The binary file created was also a jumble of criss- crossed function-size pieces, so that I had to make an extra pre-sorting and merge pass before writing to Flash.

My guess is that the functions were ordered by the stored call tree order collapsed in a weird way.

Indeed, such an address X must exist --- but calling 'the end' of that function may be premature. There's no general way of making sure that between X and that other label, you'll have enclosed significantly less than the entire program, and even less that positioning such labels in the C source has any relation with the actual address range covered by (fragments of) the function.
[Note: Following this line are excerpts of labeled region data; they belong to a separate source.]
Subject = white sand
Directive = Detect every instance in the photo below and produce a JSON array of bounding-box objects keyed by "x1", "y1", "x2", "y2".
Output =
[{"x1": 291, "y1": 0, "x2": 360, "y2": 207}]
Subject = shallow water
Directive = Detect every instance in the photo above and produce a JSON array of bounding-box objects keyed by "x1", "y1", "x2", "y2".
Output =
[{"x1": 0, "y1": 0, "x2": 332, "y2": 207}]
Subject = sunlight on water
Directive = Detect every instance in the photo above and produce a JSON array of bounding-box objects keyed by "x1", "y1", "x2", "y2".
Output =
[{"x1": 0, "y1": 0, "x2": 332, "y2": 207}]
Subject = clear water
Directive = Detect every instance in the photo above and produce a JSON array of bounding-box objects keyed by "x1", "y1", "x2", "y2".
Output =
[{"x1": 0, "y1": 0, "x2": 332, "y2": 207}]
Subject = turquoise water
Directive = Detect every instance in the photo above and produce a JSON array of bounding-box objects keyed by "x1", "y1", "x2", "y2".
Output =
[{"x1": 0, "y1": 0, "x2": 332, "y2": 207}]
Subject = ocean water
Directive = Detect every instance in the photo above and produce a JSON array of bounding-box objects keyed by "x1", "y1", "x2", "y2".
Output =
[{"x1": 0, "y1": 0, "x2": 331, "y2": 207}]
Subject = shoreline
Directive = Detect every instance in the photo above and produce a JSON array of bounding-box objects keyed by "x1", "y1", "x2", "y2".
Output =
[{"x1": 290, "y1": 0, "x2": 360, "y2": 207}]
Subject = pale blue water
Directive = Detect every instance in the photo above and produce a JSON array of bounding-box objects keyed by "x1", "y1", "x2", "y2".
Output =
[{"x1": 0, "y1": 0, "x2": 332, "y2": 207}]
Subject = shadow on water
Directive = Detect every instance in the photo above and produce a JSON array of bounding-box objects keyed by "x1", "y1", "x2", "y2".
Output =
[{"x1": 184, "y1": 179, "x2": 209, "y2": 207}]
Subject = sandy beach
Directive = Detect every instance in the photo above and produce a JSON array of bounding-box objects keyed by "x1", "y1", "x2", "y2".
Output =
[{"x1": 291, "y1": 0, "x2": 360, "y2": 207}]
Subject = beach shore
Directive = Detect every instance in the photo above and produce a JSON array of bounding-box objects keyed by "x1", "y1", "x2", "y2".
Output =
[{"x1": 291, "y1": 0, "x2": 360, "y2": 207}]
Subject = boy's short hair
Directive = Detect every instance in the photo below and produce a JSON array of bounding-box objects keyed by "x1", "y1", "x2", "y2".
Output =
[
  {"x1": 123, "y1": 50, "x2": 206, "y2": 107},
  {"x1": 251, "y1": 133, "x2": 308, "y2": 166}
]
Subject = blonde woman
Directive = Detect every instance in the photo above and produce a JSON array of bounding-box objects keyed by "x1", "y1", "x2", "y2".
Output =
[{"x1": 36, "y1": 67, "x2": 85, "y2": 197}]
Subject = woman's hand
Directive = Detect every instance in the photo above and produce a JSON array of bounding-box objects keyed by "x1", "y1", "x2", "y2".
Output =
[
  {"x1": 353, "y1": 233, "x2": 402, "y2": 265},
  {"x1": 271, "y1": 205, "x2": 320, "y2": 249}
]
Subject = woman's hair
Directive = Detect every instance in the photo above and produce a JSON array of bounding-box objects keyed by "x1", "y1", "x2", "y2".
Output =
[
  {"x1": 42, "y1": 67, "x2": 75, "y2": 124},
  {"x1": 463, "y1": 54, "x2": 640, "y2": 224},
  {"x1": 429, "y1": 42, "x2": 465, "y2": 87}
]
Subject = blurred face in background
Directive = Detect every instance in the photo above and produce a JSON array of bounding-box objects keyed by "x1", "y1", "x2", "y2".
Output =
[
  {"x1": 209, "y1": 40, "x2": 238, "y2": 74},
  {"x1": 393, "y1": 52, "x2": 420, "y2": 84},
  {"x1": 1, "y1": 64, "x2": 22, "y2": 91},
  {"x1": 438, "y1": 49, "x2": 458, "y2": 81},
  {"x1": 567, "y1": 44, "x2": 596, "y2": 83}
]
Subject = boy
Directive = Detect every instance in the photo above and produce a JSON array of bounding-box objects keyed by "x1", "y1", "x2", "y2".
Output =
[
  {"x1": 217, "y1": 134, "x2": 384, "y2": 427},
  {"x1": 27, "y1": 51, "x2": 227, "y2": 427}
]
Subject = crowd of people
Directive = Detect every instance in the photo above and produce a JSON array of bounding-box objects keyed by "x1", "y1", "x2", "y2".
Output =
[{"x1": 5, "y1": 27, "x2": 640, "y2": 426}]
And that's only scratching the surface. Next you'll have to worry about other functions being called by the function in question, often without the C source showing any sign of their existence. E.g. on some C-unfriendly architecture, accessing a structure element in an array of structures in "far" memory can easily cost 3 or more calls to "secret" C runtime library functions.

Then, with all due respect, you haven't been looking closely enough.

Let's stay right here, shall we? I hope we can agree that Keil C51 (current version) is quite definitely a realq-world toolchain, and as embedded as they come, right? So: inspect what its optimization options like "reuse common entry code", "common block subroutines", and particularly the machinery they call "linker code packing" can do.

Fact is that a single function can fall apart into multiple distinct blocks of code, which the linker can principally distribute all over the place, if it so wishes, and that toolchains doing this not actually exist, but are highly relevant in this newsgroup.

Yup, that's exactly the same as the way gcc/ld works (at least that's how I use it for embedded work).

In the linker script isn't there any way to tell it to link in a "unit" and put that "unit" into a specified section of memory?

But the link should still put them into the specified output sections, shouldn't it?

I never said anything about position labels in C source. I thought I was quite explicit that I was talking about using the linker script for placing symbols before/after the memory section containing the function.

Of course.

Then relocating that function probably won't work if the called functions aren't available. It's quite easy to determine if that's the case by looking at the generated assembly.

Then don't use those optimizations.

With all the toolchains I've used, there was always a way to place a function into a distinct section of memory such that that section's start/end addresses could be made globally visible at link-time. It may have required placing the function in a separate file and not using optimizations, but it was never that hard. If the Keil 51 compiler really is that difficult to work with, then I'm glad I never had to use it.